Lenin, Avrupa Birleşik Devletleri şiarına bütün bu genel yaklaşımlara rağmen son kertede karşı çıkar. Çünkü sosyal demokrat hareketlerin Avrupa’da savaş koşullarında ortaya çıkan ihanetinin, Avrupa çapında birleşik bir devrimin olanağını büyük oranda ortadan kaldırdığını sezer. Avrupa Birleşik Devletleri sloganını, tek ülkede sosyalizm fikrini zayıflatabilecek bir gerekçe olarak düşünür. Menşeviklerin iktidarın burjuva devriminde burjuvazide kalması yaklaşımına da zemin yaratabileceğini düşündüğü için fikre konjonktürel olarak itiraz eder.  Lenin’in bu itirazı genel değil konjonktürel bir gerekçeden kaynaklanmaktadır.

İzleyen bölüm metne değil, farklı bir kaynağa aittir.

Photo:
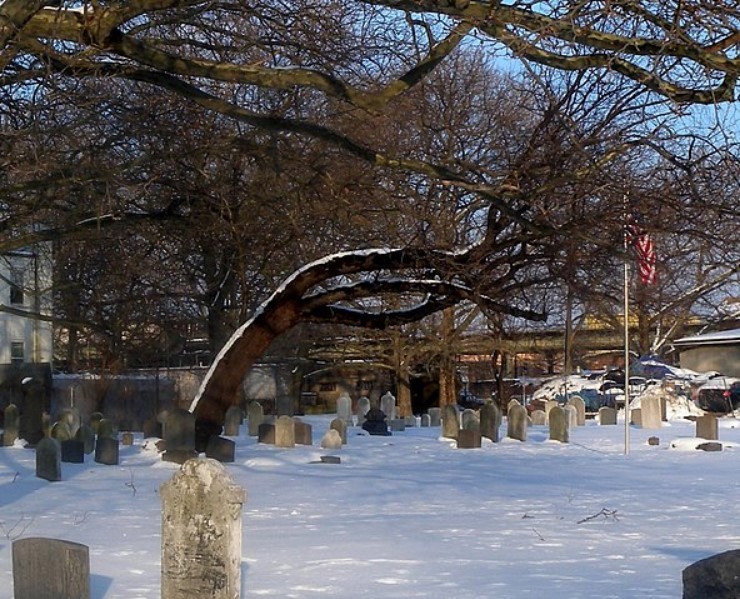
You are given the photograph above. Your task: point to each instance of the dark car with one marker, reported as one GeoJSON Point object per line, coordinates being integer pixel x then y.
{"type": "Point", "coordinates": [718, 400]}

“Burjuvazinin Avrupa’nın ekonomik yaşamının restorasyonunun temel sorunlarını çözmekteki yetersizliği, Avrupa’nın emekçi kitleleri için hiç olmadığı kadar açık hale gelmektedir. “Bir İşçi ve Köylü Hükümeti” sloganı, işçilerin kendi çabalarıyla bir çıkış yolu bulmak amacıyla artan girişimlerini karşılamak üzere tasarlanmıştır. Artık kurtuluş yolunu daha somut olarak göstermek, adını koyalım, kıtamızın ekonomik çöküşten ve güçlü Amerikan kapitalizmine köle olmaktan kurtuluş yolunun yalnızca Avrupa halklarının en sıkı ekonomik iş birliğinde yattığını ileri sürmek zorunlu hale gelmiştir.” Troçki 1923 yılında 1. Dünya Savaşı’nın galibi İngiltere ve Fransa’nın Almanya’yı güçsüz bırakma çabalarının insanlık açısından korkunç bir yıkımı tetikleyeceğini görerek Avrupa Birleşik Devletleri sloganını yeniden güncelleştirir.

“Üretici güçlerinin gelişiminin bugünkü düzeyinde Avrupa kıtası, korkunç dünya savaşı felâketinde kanıtlandığı ve Ruhr işgalinin çılgın nöbetinin de gösterdiği gibi, ekonomik bir birliktir; elbette içine kapalı bir birlik değil, derin iç bağlara sahip olan bir birlik. Avrupa coğrafi bir terim değildir; Avrupa ekonomik bir terimdir, dünya pazarıyla –özellikle mevcut savaş sonrası koşullarda– karşılaştırılamayacak ölçüde daha somuttur. Balkan yarımadası için federasyonun zorunlu olduğunu çok öncesinden kavradığımız gibi, şimdi de Balkanlaştırılmış Avrupa için federasyonun zorunlu olduğunu kesin ve açık olarak saptamanın zamanı gelmiştir…Avrupa’nın yıkımını körükleyen ve onun gelecekteki efendisi olarak müdahale etmeye hazır olan Amerika Birleşik Devletleri’nden kaynaklanan büyük tehlikenin, Avrupa’nın birbiri ardına yıkıma uğrayan halklarını bir “Avrupa İşçi ve Köylü Birleşik Devletleri” içinde birleştirmek için çok önemli bir bağ teşkil ettiği gözden kaçırılmamalıdır.”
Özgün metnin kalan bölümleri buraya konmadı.